Over the summer, I worked with my colleague and dear friend, Quraysh Ali Lansana, on our book for teachers and teaching artists, Our Difficult Sunlight: A Guide to Poetry, Literacy, and Social Justice in Classroom and Community (scheduled for release in February 2011 by Teachers and Writers Collaborative). In one of our essays, I addressed a clique of 9th grade young women who managed to disrupt their class day after day, not just while I was visiting but throughout the school year.

One of our peer reviewers asked at that time if we were going to touch on the current issues of bullying among young people, since the essay did not speak directly to that point. I did not directly witness these young women acting as bullies but I did see them as reluctant learners who were much more concerned with their own images and interests than educating themselves or allowing others to learn in the classroom environment; for this reason, I did not want to add that element to the essay.

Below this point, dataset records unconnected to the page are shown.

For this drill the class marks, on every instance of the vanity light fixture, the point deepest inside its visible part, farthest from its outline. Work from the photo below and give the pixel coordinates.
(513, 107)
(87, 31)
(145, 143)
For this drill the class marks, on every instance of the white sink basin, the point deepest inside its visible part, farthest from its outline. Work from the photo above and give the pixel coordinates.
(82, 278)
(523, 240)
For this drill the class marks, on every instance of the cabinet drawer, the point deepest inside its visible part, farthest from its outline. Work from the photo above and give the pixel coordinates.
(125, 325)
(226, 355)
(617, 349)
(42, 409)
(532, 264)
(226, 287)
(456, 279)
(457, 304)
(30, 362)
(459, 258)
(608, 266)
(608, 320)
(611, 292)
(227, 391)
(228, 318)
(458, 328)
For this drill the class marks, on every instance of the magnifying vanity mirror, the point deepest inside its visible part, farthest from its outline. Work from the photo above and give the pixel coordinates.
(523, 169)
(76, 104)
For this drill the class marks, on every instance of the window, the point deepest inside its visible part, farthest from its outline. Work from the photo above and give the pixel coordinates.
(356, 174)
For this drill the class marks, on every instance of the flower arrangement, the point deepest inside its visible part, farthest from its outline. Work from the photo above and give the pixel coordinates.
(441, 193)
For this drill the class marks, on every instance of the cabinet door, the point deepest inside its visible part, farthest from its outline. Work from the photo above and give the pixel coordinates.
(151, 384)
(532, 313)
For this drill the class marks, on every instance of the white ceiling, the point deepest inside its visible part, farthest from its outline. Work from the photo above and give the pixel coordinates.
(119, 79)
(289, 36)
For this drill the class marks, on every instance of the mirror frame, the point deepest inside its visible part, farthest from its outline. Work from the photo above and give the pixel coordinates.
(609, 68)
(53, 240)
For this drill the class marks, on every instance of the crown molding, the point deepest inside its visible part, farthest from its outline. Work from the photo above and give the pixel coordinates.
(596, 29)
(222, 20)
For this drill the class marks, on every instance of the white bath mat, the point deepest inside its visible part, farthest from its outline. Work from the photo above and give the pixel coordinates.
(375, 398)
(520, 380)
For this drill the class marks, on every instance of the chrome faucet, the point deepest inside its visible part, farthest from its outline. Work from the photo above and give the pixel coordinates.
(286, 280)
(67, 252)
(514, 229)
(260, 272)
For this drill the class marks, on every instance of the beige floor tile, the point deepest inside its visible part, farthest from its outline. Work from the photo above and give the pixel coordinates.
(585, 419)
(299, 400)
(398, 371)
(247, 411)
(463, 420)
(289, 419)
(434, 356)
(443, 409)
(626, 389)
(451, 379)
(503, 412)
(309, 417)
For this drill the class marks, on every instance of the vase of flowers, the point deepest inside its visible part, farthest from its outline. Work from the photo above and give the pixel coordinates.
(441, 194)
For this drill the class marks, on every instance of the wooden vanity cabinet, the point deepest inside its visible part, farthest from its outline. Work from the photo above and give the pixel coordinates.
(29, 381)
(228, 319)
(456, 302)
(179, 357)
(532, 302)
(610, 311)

There is a lot of business being generated these days surrounding bullying. This seems to be the big push in schools and the media, supported with key news stories of bullying incidents, many of which focus on sexual preference and gender issues. Tragic as these cases are, bullying is nothing new. In society, we may recognize more ways to act as bullies, especially in the realm of social networking, where there have been a number of cases that have led to desperation and suicides. It is awful.

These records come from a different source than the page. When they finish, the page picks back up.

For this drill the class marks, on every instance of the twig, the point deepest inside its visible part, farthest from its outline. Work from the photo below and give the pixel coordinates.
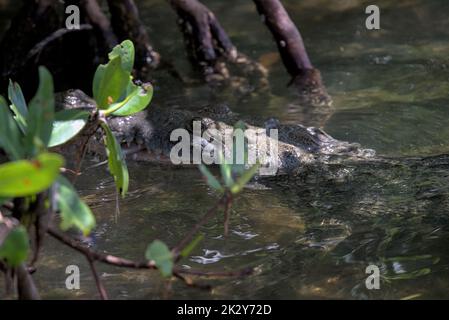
(228, 202)
(125, 263)
(96, 256)
(184, 242)
(52, 37)
(98, 283)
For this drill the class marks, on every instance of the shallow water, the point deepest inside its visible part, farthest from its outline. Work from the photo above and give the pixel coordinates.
(390, 92)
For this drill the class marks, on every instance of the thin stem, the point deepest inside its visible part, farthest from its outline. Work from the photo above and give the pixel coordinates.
(98, 283)
(184, 242)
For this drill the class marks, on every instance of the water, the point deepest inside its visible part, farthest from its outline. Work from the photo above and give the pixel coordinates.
(390, 91)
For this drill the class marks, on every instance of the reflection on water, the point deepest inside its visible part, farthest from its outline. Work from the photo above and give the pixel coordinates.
(390, 91)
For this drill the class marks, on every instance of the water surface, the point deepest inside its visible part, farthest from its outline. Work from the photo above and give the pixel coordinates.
(390, 91)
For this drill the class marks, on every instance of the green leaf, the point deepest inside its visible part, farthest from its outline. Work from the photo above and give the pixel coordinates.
(19, 106)
(210, 179)
(192, 245)
(74, 212)
(110, 83)
(3, 200)
(41, 113)
(244, 179)
(225, 169)
(10, 137)
(24, 178)
(137, 99)
(117, 163)
(15, 247)
(125, 51)
(67, 124)
(162, 257)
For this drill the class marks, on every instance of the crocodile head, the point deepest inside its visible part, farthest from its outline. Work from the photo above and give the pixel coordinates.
(147, 134)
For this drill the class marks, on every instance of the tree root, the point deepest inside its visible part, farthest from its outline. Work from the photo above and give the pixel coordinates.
(209, 46)
(305, 78)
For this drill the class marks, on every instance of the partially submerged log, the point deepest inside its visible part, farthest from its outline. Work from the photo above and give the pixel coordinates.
(306, 79)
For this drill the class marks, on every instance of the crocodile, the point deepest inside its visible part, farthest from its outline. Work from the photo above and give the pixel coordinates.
(312, 164)
(146, 136)
(352, 202)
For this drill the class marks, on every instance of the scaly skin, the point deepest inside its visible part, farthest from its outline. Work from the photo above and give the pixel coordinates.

In my early teens, instead of Facebook and You Tube, we had slam books. Notebooks with students' names on different pages would be circulated among classmates, who would anonymously state how they felt about those named. With the lack of accountability for one's words, it was possible to say horrid things about another. Then, if the student who was "slammed" got the book, that person was faced with all that malice of thought. It was extremely hurtful and often ran under the radar of teachers and administration.

In junior high school, the punches that I experienced daily for weeks as I passed a certain student in the hall between classes also ran under the radar until I stood up for myself and challenged her with the fact that I was not going to retaliate because I help no grudge against her. I said I did not understand why she was trying to get me to fight or why she had singled me out but I was not going to react. If she felt she had to continue hitting me, so be it, but I was not going to raise my hand in return. She stopped. I don't know why. Maybe I was just that strong. She then became a friend in the hallways and class rows, protecting me from other bullies. We lost touch as we moved into high school.

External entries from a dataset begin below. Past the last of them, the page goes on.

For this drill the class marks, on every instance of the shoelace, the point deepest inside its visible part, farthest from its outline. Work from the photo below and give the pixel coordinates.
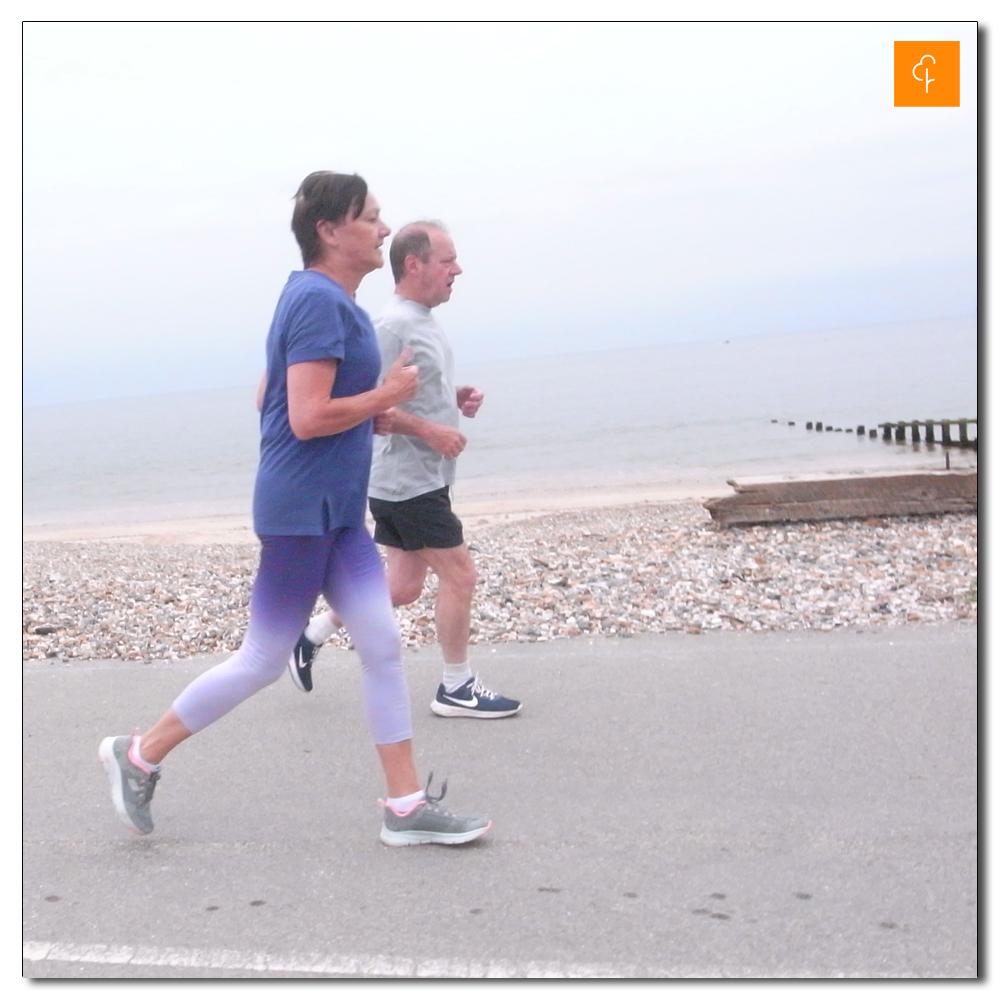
(434, 800)
(477, 688)
(148, 785)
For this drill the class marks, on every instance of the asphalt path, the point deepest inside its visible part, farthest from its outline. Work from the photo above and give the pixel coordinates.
(719, 805)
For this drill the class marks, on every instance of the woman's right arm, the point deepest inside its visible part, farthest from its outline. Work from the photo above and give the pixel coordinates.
(313, 413)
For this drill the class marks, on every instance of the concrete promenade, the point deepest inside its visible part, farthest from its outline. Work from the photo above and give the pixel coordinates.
(718, 805)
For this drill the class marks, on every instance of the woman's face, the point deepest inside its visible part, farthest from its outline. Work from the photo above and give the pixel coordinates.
(358, 242)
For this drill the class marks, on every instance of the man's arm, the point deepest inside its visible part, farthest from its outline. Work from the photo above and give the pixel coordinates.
(469, 399)
(446, 440)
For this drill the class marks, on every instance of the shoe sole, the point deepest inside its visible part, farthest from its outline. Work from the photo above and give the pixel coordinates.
(411, 838)
(106, 753)
(456, 711)
(293, 670)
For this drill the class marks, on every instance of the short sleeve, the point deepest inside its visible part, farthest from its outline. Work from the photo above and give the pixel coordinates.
(317, 330)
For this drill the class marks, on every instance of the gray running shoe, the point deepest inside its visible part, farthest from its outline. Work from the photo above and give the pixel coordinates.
(428, 823)
(131, 786)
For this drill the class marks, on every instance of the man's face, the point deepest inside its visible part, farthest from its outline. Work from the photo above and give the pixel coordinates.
(360, 239)
(433, 279)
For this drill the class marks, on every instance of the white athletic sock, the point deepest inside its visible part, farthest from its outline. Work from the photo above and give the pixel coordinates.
(405, 802)
(455, 675)
(320, 628)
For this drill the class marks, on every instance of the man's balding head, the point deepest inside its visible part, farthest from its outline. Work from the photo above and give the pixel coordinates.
(424, 263)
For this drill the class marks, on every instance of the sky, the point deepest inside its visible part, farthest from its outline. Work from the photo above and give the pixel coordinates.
(607, 185)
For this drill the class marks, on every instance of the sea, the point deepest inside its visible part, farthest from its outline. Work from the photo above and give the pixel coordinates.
(670, 414)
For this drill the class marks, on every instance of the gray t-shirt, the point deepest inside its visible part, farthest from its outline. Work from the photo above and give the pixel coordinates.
(404, 467)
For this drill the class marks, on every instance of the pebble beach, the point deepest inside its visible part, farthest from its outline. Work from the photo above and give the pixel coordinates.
(608, 571)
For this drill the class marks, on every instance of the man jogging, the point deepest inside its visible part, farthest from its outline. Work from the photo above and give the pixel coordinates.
(413, 469)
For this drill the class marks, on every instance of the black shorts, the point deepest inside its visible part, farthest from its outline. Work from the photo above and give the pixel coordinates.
(421, 522)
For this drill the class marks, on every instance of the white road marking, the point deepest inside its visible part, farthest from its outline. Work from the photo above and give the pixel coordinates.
(330, 965)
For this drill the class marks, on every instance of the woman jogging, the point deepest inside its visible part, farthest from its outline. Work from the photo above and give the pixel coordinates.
(319, 399)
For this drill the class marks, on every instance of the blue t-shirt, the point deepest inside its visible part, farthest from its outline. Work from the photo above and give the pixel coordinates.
(310, 487)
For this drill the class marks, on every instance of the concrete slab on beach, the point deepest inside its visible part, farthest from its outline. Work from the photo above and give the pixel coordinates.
(708, 806)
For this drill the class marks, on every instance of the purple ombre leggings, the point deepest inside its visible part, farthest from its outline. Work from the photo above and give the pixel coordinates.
(344, 566)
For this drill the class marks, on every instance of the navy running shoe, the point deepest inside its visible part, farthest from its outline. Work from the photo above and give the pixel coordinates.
(473, 701)
(301, 661)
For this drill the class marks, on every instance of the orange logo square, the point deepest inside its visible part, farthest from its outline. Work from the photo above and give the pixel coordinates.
(925, 75)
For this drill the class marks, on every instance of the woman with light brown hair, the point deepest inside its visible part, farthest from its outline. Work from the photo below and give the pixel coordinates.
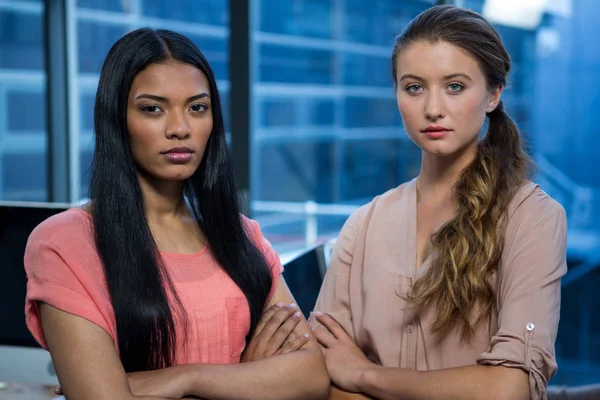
(448, 286)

The business of bullying includes books being written, dramatic performances being created and staged in schools, discussions on National Public Radio and in professional development in-services. Many artists who work in schools are totally focusing on this element. Teachers are being guided to include this element of character development into their core curricula. Administrators are struggling to intervene, as are guidance counselors and social workers.

But I contend that bullying is modeled everywhere in our society yet we punish our children and youth for mirroring it in their actions. Our elected officials bully each other on the floors of the House of Representatives and the Senate, as well as in state legislative bodies. This year's election cycle was nothing but bullying. It was offensive and expensive. More than $3 billion were spent on television ads alone in November elections, obscene amounts of money that could have been spent on so many deficit concerns in this economy.

We witness bullying among the pundits on both sides of the political spectrum to the point of insult to our intelligence. And the bullies are very well paid. Most of us are struggling to keep up and there are radio and television opinion makers being paid $22 - $50 million a year to shoot their mouths off.

We see bullying among adults in sports. We witness it in industry. We see it among nations and we see it among gangs in American neighborhoods, driving communities to huddle in their homes while thugs roam with guns. Then we see the NRA bully our legislators and our Supreme Court into turning a blind eye to justice and reason.

We are witnessing hypocrisy and holding our young people responsible for behaviors that are inundating our culture and experience every day. It must stop and children will not stop being bullies if adults are bullying them to "do as I say, not as I do."